The Process Behind Gambier
1. Plantation
Gambier seedlings can be done through seeds. So, we just have to choose the parent plant that is 10-13 years old and the clump height reaches 300 cm. In addition, the characteristics of plants that are suitable for seedlings are plants that have branches 300-500 cm long. And the characteristics of the pods are brownish black. After getting the gambier fruit according to the criteria above, the next step is to dry the fruit until the pods break. That way the seeds will come out by themselves. Cleaning the separate seeds from the fruit and then store them in a vacuum. Then prepare the land that has been mixed with manure as a nursery. Leave the seeds until 2-3 sprouts grow, then move the seeds to the actual planting area. Gambier seedlings can be planted at a distance of about 1.5 x 2 m or 2 x 2 m.
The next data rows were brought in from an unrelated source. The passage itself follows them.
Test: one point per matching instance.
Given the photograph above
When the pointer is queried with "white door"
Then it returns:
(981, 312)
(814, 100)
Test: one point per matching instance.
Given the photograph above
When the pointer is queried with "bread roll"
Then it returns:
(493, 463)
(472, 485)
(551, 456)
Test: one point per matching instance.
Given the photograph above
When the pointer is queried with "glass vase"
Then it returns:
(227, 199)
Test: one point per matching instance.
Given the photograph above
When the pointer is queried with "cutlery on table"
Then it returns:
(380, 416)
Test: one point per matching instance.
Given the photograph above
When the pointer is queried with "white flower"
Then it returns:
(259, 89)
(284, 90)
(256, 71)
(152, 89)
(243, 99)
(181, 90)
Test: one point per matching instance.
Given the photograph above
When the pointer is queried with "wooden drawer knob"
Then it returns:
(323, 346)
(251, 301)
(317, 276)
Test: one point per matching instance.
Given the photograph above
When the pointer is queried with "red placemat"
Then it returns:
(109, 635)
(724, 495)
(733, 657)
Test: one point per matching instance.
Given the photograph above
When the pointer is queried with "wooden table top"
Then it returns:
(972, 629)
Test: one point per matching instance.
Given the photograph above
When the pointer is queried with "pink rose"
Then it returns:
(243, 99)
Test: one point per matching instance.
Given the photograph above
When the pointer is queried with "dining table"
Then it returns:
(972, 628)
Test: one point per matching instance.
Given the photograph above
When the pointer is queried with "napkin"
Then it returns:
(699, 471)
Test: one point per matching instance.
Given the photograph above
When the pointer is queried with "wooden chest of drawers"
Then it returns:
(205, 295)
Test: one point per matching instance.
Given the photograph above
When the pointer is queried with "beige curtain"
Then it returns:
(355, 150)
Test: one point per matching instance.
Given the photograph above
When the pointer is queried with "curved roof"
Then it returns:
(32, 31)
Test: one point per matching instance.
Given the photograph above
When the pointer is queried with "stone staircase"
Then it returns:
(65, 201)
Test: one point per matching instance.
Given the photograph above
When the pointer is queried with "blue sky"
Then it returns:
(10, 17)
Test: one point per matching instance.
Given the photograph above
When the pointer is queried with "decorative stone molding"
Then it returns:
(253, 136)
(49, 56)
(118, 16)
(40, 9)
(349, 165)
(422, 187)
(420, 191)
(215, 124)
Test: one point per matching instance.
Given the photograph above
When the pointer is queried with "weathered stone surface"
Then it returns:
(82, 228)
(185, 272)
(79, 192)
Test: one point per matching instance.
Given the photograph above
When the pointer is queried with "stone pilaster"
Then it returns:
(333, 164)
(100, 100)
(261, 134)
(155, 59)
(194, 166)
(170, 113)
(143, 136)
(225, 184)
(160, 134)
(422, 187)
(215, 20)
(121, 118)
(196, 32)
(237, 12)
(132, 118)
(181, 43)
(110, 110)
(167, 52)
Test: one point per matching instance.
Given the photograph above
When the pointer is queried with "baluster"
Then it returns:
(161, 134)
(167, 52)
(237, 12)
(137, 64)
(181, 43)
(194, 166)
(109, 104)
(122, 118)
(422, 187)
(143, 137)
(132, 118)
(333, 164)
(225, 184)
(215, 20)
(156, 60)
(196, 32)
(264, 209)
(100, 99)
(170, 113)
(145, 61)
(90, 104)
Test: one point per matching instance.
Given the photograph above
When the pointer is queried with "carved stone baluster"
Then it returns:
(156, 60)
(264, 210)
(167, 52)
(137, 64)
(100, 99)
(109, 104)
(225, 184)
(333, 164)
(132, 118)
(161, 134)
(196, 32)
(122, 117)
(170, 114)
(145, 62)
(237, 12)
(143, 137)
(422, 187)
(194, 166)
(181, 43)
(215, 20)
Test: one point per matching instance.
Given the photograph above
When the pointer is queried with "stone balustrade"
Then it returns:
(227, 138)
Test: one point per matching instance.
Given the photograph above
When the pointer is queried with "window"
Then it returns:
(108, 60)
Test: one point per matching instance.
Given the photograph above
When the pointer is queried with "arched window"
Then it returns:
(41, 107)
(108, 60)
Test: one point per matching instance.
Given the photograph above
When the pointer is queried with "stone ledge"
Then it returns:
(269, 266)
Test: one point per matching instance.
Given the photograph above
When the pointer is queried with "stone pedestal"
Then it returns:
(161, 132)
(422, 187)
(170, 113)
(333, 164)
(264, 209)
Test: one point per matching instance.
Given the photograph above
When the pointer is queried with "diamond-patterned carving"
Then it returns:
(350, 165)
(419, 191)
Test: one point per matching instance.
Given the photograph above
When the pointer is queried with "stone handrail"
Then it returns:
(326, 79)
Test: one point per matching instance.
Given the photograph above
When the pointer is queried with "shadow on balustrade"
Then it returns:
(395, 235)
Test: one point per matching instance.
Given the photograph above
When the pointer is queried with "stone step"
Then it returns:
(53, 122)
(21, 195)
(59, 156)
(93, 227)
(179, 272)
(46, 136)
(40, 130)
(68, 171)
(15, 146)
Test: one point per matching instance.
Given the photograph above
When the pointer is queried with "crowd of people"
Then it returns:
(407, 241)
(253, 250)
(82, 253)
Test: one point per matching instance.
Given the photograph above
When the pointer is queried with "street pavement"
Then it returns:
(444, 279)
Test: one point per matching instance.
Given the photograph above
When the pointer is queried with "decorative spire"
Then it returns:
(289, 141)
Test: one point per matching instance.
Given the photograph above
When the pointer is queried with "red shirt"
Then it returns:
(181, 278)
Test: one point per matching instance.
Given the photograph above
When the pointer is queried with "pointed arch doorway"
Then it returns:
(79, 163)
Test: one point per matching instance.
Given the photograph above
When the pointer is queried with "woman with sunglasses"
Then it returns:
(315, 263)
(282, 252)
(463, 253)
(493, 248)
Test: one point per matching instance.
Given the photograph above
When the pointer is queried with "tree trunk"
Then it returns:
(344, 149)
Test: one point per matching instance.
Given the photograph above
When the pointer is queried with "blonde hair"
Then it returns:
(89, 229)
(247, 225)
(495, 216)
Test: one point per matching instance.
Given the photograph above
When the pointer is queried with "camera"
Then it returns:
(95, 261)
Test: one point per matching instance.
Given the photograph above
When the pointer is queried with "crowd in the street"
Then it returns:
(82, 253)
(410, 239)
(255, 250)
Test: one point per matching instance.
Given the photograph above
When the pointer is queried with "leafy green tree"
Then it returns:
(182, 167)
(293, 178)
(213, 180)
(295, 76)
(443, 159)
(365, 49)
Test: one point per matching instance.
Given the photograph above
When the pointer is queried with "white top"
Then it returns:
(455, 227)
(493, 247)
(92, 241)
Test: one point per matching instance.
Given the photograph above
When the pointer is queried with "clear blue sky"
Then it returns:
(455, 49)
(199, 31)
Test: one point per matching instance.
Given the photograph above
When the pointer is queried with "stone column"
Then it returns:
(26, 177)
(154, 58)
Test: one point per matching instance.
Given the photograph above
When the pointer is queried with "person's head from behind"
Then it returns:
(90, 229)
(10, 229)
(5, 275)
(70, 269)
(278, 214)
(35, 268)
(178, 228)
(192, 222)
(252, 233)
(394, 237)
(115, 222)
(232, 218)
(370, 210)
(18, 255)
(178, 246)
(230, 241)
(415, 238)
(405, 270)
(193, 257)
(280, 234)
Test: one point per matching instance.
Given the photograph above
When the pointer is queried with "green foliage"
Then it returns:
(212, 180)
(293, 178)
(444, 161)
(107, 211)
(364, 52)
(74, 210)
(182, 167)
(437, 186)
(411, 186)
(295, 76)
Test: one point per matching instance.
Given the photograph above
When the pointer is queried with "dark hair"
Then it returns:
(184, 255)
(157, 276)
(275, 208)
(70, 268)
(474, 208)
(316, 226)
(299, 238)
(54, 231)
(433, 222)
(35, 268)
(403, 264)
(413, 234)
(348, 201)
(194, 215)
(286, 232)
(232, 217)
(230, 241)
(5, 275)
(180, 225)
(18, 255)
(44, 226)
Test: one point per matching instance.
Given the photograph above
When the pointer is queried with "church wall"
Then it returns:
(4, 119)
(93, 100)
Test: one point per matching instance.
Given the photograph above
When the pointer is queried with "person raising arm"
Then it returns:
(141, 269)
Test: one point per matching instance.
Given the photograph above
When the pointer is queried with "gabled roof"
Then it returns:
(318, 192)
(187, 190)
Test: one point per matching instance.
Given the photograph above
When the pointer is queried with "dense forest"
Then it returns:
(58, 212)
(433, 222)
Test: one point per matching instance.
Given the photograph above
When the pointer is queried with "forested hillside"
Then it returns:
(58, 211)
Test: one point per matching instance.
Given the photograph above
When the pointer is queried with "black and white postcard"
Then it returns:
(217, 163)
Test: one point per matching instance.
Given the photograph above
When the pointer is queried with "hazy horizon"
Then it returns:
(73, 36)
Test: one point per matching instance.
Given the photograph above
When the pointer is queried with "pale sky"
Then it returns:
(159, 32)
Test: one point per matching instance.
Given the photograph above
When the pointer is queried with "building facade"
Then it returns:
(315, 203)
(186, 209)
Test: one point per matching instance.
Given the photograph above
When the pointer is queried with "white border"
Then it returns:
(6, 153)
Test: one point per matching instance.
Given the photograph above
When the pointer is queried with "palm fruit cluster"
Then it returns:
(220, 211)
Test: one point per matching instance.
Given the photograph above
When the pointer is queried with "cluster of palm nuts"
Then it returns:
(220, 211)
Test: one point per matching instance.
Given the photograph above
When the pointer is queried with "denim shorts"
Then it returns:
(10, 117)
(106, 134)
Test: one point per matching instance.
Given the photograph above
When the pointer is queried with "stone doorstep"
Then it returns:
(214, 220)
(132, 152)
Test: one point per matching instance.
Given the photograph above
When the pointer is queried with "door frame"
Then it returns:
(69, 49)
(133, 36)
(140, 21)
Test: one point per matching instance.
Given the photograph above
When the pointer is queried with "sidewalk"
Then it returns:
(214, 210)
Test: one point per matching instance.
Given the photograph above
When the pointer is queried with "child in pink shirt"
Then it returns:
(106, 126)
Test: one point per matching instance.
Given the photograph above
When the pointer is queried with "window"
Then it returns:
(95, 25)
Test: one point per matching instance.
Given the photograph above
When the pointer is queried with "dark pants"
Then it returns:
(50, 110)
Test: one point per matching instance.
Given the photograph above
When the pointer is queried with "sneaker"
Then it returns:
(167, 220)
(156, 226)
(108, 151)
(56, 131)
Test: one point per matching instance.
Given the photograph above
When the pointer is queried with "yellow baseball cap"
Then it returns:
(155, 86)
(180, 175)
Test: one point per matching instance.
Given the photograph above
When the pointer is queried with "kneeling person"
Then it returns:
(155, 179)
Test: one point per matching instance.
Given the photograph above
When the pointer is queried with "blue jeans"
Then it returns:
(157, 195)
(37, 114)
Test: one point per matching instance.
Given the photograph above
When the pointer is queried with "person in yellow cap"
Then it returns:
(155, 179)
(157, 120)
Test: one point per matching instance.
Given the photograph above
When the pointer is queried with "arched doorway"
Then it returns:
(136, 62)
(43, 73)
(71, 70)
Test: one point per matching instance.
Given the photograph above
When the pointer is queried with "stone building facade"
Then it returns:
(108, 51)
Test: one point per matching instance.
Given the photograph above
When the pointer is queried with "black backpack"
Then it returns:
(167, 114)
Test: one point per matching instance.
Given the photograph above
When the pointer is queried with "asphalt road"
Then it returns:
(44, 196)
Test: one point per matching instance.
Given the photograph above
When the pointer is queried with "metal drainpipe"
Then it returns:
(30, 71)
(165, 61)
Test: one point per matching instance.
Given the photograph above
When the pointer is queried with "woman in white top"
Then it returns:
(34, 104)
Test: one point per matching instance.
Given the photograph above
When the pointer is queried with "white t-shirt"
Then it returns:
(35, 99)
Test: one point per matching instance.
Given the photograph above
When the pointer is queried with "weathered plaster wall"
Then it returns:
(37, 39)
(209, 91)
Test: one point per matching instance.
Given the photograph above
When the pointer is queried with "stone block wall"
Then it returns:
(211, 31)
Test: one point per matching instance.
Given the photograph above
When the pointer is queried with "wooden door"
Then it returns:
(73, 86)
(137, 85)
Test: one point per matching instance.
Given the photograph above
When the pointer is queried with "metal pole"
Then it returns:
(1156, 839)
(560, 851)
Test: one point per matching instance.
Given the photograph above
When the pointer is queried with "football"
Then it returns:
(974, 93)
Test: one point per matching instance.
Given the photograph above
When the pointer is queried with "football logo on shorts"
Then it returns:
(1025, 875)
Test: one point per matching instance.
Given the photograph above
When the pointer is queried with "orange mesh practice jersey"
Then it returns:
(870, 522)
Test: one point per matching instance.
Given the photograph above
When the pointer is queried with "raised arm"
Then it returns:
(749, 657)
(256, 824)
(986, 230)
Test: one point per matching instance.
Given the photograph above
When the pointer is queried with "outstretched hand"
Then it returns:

By applying spacing that is in accordance with the recommendations of how to grow gambier will help minimize the failure rate and farming. Because the ideal spacing will certainly be good for plant growth.
2. Harvest
The leaves of the gambier plant are harvested after 2 years of age, harvesting using a special knife which is done by the kampo craftsmen and then brought to the press house using a kambuik (made of rattan) for further processing.
3. Boiling Process
The freshly picked leaves with their stalks are transferred into kambuik (made of rattan) covered with knits (coarse mesh) and compacted by trampling and then put into big stew pot (kancah), where the kancah is firstly filled with water and boiled. After boiling, tied it with a rope and remove it from the kancah then put it into the press machine.
4. Compression Process
The leaves that are already in the press are directly pressed with a jack to remove the sap and are accommodated in a tub under the press. Furthermore, these leaves can still be boiled and pressed again until it fully dried.
5. Precipitation
After pressing the juice, the juice is immediately transferred to a long nail (piaku) or wooden container and the next day the gambier sap is taken and ready to be drained / filtered.
6. Draining
Draining is done by transferring the sap that has been deposited into tapie cloth / gunny sack / calico cloth which is tied tightly so that the water comes out into wooden blocks for the next day to be printed.
7. Molding and Drying
Molding is done with a special tool in the form of a small tube made of bamboo and arranged on top of a selayan (placemat made from bamboo) and can be dried directly in under the sunlight. When dried, Gambier will appear blackish red and light and ready to be sold.